I’m glad it was magical for you. That’s far from universal. The largest problem with schooling is the compulsion. If you enjoyed it or benefited from it, well and good. But those who didn’t should not have been forced into it. The alternative to compulsory schooling doesn’t have to be no option to go, it can be letting people choose.
Upvoted for preregistration.
That ignores systematic problems with schooling, which even good schools will tend to suffer from:
Teaching by class risks both losing the kids at the bottom and boring the kids at the top, whereas individual study doesn’t have this problem.
Teaching by lecture is much slower than learning by reading. Yes, some students benefit from audio learning or need to do a thing themselves to grasp it, but those capable of learning from reading have massive amounts of time wasted, as potentially do the kinesthetic types who should really be taking a hands-on approach.
Teaching a broad curriculum forces vast amounts of time and effort to go towards subjects a student will never use. Specialization avoids this. Broad curricula are sometimes justified on the grounds that they’ll give a student more options later if they don’t know what they want to do, or on the grounds that they make the student “well-rounded”. However, the first justification seems extremely hollow in the face of opportunity costs and the tendency of aversive learning to make the victim averse to all learning in the future. The second, meanwhile, seems hard to take seriously upon actually experiencing “well-rounded” education or seeing its effects on others: it turns out people just don’t tend to use ideas they’re not interested in that were painfully forced into their minds.
Also relevant, though you could fairly note that the best schools will not suffer from these as much:
Public schools do not tend to benefit much from good performance nor suffer from bad. They are not incentivized to do a good job and thus tend not to.
Political and educational fads can result in large amounts of schooling going towards pushing pet ideas of the administrators, rather than anything that is plausibly worthwhile. This can even be worse than a simple waste of time: I’ve seen multiple classmates develop unhealthy guilt due to forced exposure to political propaganda.
You are correct that some schools are much better than others. But there are serious systematic problems here, and some schools being somewhat less bad doesn’t change that fact.
How is this any different from school, except that you could get paid rather than your parents losing money to pay the teachers? There are many valid arguments against child labor (though also many valid arguments that the child should be allowed to decide for themselves), but nearly all of them apply to schooling as well. School eliminates the time of childhood magic, actively makes it harder to be curious (many jobs would not have this effect) and you don’t even get paid.
I don’t know how common loss of attention span is, but certainly reduced interest in learning occurs extremely often.
Also, potential evidence that more damage occurs than is commonly recognized: in the modern world, we generally accept that one needs to be in one’s late teens or even early twenties to handle adult life. Yet for most of human history, people took on adult responsibilities around puberty. Part of the difference may be the world becoming more complex. But how much of it is the result of locking people up in environments with very little social or intellectual stimulation until they’re 18?

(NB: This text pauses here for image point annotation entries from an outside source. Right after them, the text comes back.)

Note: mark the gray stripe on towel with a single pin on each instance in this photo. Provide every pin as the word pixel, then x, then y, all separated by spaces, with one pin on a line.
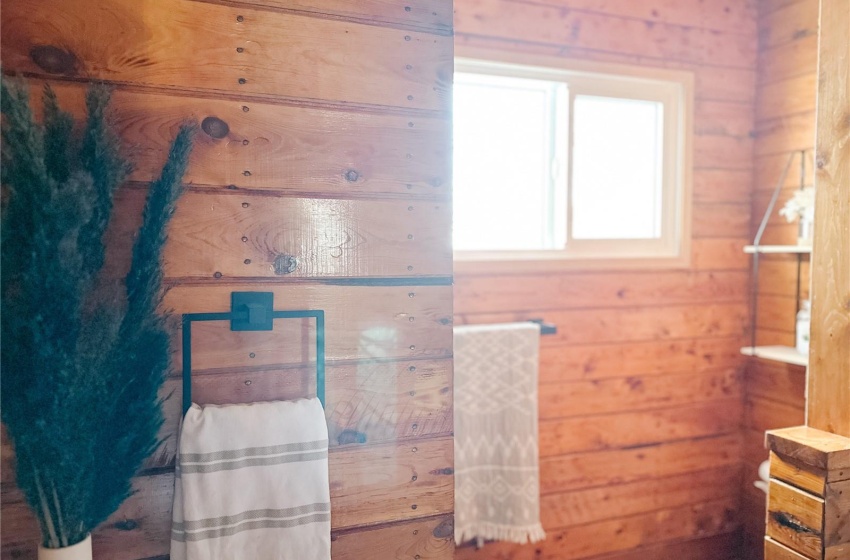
pixel 250 525
pixel 250 515
pixel 201 468
pixel 252 451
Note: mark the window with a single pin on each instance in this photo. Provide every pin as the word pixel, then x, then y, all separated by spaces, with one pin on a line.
pixel 558 164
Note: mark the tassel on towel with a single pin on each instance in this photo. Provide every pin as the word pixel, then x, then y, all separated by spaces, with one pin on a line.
pixel 252 482
pixel 497 479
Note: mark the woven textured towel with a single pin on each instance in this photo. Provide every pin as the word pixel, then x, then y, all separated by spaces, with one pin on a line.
pixel 252 482
pixel 497 479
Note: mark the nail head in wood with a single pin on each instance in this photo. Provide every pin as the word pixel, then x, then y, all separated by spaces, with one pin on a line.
pixel 285 264
pixel 215 127
pixel 54 60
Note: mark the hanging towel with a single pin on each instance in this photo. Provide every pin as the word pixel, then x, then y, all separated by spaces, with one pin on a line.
pixel 497 478
pixel 252 482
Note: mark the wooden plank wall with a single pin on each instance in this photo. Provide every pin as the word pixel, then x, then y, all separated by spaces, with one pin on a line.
pixel 322 174
pixel 641 392
pixel 785 121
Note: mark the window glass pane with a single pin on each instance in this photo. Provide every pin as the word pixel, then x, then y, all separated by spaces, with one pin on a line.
pixel 616 168
pixel 502 163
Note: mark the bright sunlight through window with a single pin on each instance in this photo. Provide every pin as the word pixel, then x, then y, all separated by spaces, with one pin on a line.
pixel 553 164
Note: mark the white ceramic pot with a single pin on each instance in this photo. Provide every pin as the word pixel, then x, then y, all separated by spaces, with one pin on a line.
pixel 806 230
pixel 79 551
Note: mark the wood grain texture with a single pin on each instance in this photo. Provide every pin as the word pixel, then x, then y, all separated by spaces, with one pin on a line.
pixel 633 534
pixel 531 292
pixel 795 519
pixel 325 237
pixel 429 538
pixel 828 405
pixel 583 398
pixel 587 30
pixel 324 136
pixel 291 151
pixel 229 236
pixel 358 327
pixel 777 551
pixel 369 485
pixel 366 401
pixel 785 121
pixel 802 476
pixel 159 44
pixel 425 15
pixel 627 399
pixel 633 429
pixel 591 505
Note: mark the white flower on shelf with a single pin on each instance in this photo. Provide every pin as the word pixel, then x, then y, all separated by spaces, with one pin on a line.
pixel 801 205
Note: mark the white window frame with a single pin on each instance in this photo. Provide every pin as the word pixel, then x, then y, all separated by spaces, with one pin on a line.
pixel 672 88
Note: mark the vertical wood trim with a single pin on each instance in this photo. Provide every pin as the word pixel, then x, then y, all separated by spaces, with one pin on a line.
pixel 828 403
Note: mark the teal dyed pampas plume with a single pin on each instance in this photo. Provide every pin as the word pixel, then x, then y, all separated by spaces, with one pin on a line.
pixel 82 364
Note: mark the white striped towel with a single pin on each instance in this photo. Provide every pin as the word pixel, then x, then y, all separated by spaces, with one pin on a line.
pixel 497 479
pixel 252 482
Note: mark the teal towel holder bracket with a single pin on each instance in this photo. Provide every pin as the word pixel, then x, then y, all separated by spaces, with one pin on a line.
pixel 252 311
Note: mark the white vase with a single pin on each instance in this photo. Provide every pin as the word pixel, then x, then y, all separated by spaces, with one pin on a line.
pixel 806 230
pixel 79 551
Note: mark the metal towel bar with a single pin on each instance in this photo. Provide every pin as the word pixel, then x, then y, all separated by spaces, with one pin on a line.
pixel 252 311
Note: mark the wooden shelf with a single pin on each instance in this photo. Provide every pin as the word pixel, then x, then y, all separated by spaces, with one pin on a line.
pixel 796 249
pixel 785 354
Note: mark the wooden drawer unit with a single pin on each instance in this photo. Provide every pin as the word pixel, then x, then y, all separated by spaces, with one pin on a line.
pixel 808 510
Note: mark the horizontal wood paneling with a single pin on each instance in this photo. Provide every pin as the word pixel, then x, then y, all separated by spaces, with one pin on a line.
pixel 785 122
pixel 324 137
pixel 236 236
pixel 633 324
pixel 366 401
pixel 593 504
pixel 570 473
pixel 429 15
pixel 480 294
pixel 329 152
pixel 605 360
pixel 368 485
pixel 357 327
pixel 628 429
pixel 642 377
pixel 632 532
pixel 588 30
pixel 124 41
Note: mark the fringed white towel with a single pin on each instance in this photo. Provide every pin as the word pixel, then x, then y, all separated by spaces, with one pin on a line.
pixel 252 482
pixel 497 478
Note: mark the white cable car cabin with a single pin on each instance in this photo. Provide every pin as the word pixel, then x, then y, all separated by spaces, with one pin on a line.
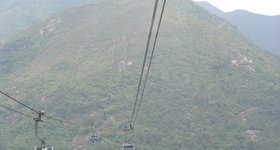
pixel 128 146
pixel 48 148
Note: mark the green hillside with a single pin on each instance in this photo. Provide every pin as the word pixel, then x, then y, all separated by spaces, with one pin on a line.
pixel 209 86
pixel 17 15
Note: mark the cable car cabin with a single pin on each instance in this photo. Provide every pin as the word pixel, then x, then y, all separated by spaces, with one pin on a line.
pixel 94 139
pixel 126 128
pixel 128 146
pixel 49 148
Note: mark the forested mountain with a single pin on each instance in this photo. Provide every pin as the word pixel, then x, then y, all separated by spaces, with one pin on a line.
pixel 209 87
pixel 262 30
pixel 16 15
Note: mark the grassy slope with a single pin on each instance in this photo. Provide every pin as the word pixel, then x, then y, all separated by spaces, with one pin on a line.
pixel 193 99
pixel 17 15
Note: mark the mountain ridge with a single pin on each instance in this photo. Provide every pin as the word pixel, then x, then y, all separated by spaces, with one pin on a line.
pixel 262 29
pixel 209 86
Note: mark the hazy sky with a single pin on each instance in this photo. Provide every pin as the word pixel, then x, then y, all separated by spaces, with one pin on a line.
pixel 266 7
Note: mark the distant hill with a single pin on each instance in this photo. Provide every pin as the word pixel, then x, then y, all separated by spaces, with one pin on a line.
pixel 263 30
pixel 16 15
pixel 209 86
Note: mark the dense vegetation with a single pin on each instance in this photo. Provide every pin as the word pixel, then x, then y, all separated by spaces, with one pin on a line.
pixel 209 87
pixel 17 15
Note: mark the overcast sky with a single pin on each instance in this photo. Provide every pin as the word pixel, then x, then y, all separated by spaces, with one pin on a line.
pixel 266 7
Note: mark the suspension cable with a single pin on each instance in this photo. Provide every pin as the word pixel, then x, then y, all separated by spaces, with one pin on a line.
pixel 150 62
pixel 144 61
pixel 16 111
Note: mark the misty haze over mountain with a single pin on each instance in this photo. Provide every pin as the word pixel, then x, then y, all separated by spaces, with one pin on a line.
pixel 262 30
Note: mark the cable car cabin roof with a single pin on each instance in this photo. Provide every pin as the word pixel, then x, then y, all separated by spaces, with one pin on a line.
pixel 128 146
pixel 49 148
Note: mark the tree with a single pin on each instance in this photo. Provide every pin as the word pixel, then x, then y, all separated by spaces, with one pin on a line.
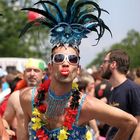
pixel 130 44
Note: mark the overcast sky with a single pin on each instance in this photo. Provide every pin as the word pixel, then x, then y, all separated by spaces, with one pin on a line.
pixel 124 16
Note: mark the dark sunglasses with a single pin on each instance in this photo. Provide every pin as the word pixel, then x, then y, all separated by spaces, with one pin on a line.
pixel 60 58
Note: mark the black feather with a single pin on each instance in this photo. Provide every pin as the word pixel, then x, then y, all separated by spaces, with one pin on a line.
pixel 58 8
pixel 68 10
pixel 79 5
pixel 33 23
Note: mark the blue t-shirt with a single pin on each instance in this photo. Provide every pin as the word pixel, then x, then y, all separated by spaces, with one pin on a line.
pixel 126 97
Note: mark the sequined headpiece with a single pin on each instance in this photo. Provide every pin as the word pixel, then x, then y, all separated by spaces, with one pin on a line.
pixel 70 26
pixel 35 63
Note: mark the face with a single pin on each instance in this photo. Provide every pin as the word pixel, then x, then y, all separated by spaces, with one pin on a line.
pixel 106 72
pixel 33 76
pixel 65 64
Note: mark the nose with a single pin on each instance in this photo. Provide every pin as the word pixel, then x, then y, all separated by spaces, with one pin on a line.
pixel 32 72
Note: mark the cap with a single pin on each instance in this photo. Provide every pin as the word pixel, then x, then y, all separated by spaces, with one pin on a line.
pixel 35 63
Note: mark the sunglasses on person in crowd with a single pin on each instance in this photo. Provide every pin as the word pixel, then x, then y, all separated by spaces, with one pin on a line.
pixel 60 58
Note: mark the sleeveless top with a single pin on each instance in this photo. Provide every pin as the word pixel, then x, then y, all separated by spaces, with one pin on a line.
pixel 77 132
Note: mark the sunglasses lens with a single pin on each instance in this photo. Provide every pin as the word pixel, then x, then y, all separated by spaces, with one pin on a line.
pixel 73 59
pixel 58 58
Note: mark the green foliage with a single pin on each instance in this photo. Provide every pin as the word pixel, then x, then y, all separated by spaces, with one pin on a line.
pixel 130 44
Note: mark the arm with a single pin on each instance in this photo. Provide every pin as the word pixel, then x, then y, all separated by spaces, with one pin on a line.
pixel 3 134
pixel 125 122
pixel 25 101
pixel 136 134
pixel 94 126
pixel 10 111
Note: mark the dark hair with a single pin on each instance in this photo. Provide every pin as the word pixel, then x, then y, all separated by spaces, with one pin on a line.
pixel 122 59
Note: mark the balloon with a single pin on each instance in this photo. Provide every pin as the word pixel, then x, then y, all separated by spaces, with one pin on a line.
pixel 33 16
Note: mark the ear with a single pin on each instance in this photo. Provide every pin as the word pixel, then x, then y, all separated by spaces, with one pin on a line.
pixel 113 65
pixel 79 69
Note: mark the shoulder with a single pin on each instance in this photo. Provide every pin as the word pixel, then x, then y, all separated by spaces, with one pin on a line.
pixel 25 94
pixel 13 97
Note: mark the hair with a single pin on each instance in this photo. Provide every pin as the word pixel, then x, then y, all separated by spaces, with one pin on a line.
pixel 122 59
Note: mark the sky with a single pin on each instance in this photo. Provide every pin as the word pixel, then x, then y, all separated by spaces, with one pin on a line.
pixel 124 16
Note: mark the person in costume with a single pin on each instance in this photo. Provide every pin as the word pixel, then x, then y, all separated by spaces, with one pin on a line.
pixel 33 75
pixel 4 132
pixel 56 110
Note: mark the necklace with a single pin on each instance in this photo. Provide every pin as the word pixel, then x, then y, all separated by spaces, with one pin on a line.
pixel 56 104
pixel 39 119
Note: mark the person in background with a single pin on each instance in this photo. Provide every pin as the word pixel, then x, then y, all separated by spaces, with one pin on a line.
pixel 125 94
pixel 3 75
pixel 57 109
pixel 33 75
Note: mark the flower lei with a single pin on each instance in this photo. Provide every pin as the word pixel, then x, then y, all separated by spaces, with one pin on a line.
pixel 40 108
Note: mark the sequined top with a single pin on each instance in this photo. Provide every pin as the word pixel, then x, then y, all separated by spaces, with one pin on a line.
pixel 77 132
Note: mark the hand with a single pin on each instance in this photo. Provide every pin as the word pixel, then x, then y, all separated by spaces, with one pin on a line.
pixel 97 135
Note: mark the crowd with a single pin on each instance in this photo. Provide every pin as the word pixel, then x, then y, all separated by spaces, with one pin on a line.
pixel 62 101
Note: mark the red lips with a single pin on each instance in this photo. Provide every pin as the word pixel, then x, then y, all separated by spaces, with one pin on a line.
pixel 64 72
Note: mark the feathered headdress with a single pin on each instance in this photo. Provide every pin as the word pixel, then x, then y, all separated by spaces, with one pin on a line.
pixel 70 26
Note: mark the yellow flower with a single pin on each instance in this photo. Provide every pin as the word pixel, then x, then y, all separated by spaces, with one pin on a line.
pixel 74 85
pixel 36 126
pixel 63 135
pixel 36 112
pixel 88 135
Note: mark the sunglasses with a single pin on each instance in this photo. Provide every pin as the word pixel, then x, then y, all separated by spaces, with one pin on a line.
pixel 60 58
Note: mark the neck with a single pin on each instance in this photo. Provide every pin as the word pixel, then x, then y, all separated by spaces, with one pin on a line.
pixel 60 88
pixel 117 79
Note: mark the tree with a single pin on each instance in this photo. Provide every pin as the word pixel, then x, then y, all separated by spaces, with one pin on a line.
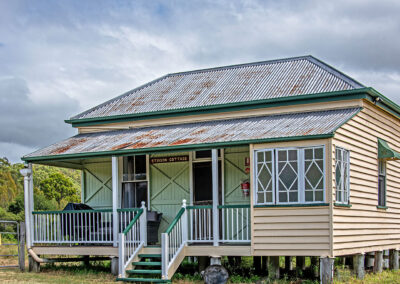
pixel 59 187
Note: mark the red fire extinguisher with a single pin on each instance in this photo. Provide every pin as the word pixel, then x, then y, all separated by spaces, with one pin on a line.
pixel 245 185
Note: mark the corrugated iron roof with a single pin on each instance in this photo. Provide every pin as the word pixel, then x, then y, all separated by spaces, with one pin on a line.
pixel 229 84
pixel 232 130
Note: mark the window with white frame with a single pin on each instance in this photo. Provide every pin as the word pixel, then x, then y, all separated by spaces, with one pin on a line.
pixel 342 175
pixel 290 175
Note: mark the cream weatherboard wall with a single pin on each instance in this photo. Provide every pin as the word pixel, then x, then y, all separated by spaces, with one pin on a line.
pixel 300 231
pixel 363 227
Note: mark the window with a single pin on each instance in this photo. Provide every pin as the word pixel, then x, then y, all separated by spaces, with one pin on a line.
pixel 290 175
pixel 134 181
pixel 382 183
pixel 342 170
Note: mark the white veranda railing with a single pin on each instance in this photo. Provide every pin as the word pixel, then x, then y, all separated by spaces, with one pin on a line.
pixel 132 239
pixel 78 226
pixel 194 224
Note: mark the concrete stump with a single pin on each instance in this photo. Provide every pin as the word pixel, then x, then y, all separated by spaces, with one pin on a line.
pixel 288 263
pixel 34 266
pixel 314 266
pixel 203 263
pixel 21 248
pixel 326 269
pixel 215 260
pixel 114 266
pixel 369 260
pixel 257 264
pixel 378 262
pixel 215 274
pixel 273 267
pixel 394 259
pixel 386 259
pixel 358 262
pixel 300 265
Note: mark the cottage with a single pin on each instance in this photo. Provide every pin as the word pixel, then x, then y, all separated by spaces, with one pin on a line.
pixel 286 157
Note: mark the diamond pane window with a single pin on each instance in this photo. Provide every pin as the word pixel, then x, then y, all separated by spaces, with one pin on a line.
pixel 294 175
pixel 314 174
pixel 288 176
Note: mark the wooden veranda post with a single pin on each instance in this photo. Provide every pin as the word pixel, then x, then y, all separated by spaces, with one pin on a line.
pixel 114 173
pixel 27 173
pixel 214 163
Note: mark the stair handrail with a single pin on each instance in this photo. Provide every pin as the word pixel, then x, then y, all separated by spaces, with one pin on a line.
pixel 132 239
pixel 174 240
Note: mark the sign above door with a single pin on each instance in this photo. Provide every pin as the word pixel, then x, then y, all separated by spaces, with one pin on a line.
pixel 172 159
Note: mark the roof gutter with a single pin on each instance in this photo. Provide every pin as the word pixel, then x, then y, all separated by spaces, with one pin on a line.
pixel 177 148
pixel 266 103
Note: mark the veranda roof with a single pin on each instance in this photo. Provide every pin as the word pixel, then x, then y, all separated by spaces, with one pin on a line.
pixel 208 134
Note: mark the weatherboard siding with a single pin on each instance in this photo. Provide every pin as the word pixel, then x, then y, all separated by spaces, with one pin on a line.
pixel 301 231
pixel 364 227
pixel 97 184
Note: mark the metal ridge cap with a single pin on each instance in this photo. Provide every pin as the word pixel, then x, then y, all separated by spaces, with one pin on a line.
pixel 145 115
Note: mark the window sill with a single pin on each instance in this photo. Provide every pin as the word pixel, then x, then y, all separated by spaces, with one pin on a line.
pixel 290 205
pixel 342 205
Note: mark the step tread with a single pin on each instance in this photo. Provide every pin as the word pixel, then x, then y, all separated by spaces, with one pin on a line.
pixel 150 255
pixel 147 263
pixel 144 271
pixel 154 280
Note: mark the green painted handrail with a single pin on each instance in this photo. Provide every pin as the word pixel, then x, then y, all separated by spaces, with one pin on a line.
pixel 73 211
pixel 128 210
pixel 199 207
pixel 234 206
pixel 178 216
pixel 134 220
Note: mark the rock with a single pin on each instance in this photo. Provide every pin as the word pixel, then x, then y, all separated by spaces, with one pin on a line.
pixel 215 274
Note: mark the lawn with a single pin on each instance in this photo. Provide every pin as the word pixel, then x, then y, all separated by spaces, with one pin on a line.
pixel 78 274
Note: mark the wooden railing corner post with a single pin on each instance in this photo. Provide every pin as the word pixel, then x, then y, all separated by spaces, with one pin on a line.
pixel 185 224
pixel 164 255
pixel 143 224
pixel 121 255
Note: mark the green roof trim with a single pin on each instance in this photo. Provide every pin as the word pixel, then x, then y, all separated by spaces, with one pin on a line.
pixel 361 93
pixel 385 152
pixel 204 146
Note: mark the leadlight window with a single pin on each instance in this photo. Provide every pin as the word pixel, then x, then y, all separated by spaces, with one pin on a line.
pixel 382 183
pixel 134 181
pixel 290 175
pixel 342 175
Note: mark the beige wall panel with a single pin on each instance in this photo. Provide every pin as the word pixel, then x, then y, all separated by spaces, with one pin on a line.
pixel 278 230
pixel 364 227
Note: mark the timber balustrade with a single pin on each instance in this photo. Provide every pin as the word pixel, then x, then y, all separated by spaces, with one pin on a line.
pixel 132 239
pixel 193 224
pixel 78 226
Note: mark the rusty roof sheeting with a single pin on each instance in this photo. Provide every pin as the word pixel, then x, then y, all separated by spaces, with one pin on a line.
pixel 230 84
pixel 242 129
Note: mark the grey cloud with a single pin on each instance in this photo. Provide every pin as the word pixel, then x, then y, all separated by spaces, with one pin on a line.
pixel 28 123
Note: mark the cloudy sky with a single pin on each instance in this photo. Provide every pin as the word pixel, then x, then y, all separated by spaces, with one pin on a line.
pixel 58 58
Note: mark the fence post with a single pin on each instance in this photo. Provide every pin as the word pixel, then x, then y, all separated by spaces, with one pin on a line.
pixel 121 255
pixel 164 255
pixel 143 224
pixel 185 225
pixel 21 247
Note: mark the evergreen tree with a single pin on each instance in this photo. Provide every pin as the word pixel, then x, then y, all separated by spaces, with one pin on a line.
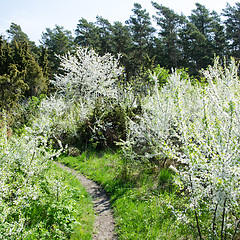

The world looks exactly like one would expect it to if school stunted intellectual and emotional maturity.
I would think that it’s valid, but a smaller effect than getting taught a bundle of random things in a gratuitously unpleasant way resulting in those who have been taught in school having a deep-seated fear of learning, not to mention other forms of damage. Prior to going to school, I had an excellent attention span, even by adult standards. After graduating high school, it took two years before I could concentrate on anything, and I still suffer from brain fog.
“Men care for what they, themselves, expect to suffer or gain; and so long as they do not expect it to redound upon themselves, their cruelty and carelessness is without limit.”-Quirinus Quirrell
This seems likely, but what is your evidence for it?